动物造模,标定性视神经损伤模型 z-bio 2021-03-29 689

　　(1) Breeding method Rats weighing 250-300 g confirmed by slit lamp microscope have double pupils of the same size and round shape, respond to light, and have obvious eye diseases and curved necks of adult rats, none. For anesthesia, a 3% sodium pentobarbital solution was injected intraperitoneally at a dose of 1 ml/kg body weight. The rat was fixed with a binocular operating microscope, perpendicular to the edge of the eyelid and cut into the upper orbital edge to cut the central part of the upper eyelid, and cut the bulbar conjunctiva and part of the conjunctiva in the same direction to expose the upper eyelid. The rectus muscles, separate the muscles. Completely separate the fascia along the superior rectus muscle to expose the optic nerve, cut the superior rectus muscle, clamp the broken end of the superior rectus muscle with fine-toothed forceps, and then pull the eyeball down completely. Expose the optic nerve. Using a special clamp with a clamping force of 40g to 2mm behind the ball, clamp the eyeball perpendicular to the optic nerve above the optic nerve for 4 seconds. At this time, the pupils gradually expand. Suture the conjunctiva and eyelid to layer.

　　(2) Model characteristics On the 4th day after optic nerve injury in rats, the recognition rate of retinal ganglion cells (RGC) was 77.79%, which was 22.21% lower than that of the normal control group, indicating that the optic nerve was directly clamped. Part of the axon transport is blocked. The RGC directly connected to the damaged nerve fiber loses its nutrient supply and causes irreversible death because the ganglion or external genital body nutrition cannot be transmitted to the RGC through the damaged nerve fiber.

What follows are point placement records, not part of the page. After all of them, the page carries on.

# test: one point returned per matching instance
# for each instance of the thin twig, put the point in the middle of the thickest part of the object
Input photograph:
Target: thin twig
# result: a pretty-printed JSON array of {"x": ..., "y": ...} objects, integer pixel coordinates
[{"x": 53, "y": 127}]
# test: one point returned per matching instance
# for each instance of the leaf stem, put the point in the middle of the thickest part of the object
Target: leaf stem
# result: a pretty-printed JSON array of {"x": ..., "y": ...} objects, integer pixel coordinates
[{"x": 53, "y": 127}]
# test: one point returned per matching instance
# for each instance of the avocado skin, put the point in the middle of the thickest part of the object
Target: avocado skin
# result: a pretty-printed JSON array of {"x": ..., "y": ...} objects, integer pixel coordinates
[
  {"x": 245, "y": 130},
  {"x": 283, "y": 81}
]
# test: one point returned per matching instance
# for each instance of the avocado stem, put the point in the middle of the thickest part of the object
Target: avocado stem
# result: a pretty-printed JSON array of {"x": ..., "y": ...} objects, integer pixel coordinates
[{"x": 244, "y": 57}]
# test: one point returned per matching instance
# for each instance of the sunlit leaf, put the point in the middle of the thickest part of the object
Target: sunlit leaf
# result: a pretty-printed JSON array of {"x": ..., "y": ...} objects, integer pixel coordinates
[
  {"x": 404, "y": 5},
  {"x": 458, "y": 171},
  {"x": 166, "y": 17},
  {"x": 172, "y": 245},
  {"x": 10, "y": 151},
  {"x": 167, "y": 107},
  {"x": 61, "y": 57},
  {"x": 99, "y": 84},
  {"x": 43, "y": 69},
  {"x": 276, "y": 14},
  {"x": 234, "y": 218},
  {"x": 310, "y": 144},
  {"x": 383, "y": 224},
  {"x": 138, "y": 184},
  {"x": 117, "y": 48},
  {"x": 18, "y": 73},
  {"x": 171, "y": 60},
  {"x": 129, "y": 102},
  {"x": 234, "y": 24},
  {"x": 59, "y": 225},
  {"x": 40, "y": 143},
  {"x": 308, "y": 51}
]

　　(3) Comparative medicine The cause of blindness in glaucoma is the death of RGC due to optic nerve damage. High intraocular pressure is the main risk factor for optic nerve damage, but when about one-third of the patient's intraocular pressure is in the normal range, the visual field will continue to deteriorate. Therefore, it is speculated whether there are secondary risk factors for glaucomatous optic neuropathy. Optic nerve, such as acute and chronic ocular hypertension models, intravitreal injection of excitatory amino acid models, ischemia/reperfusion or hypoxia, to study the reasons for the continuous deterioration of the visual field of glaucoma patients after IOP control. The neural model has been established. Mechanical injury models, such as injury models that cause local death of the optic nerve or RGC, use retrograde or anterograde markers in quantitative and qualitative studies of RGCS to study persistent causes. After eliminating the main factors, optic nerve damage in patients with glaucoma. The model method uses a small force optic nerve clamp with a clamping force of 40 g. The nerve clamp clamped the optic nerve of the model rat for 4 seconds. After 4-21 days, the RGC loss rate was between 22.21% and 45.34%. , Indicating that an experimental animal model of glaucomatous optic neuropathy has been established. I succeeded that there are some similarities between this model and human glaucoma. In this animal model and human glaucoma, after removing the main factors that damage the optic nerve, the optic nerve further degenerates. Apoptosis and increased glutamate levels in eye cells. Therefore, the junctional optic nerve compression model can be used to study the etiology of glaucoma.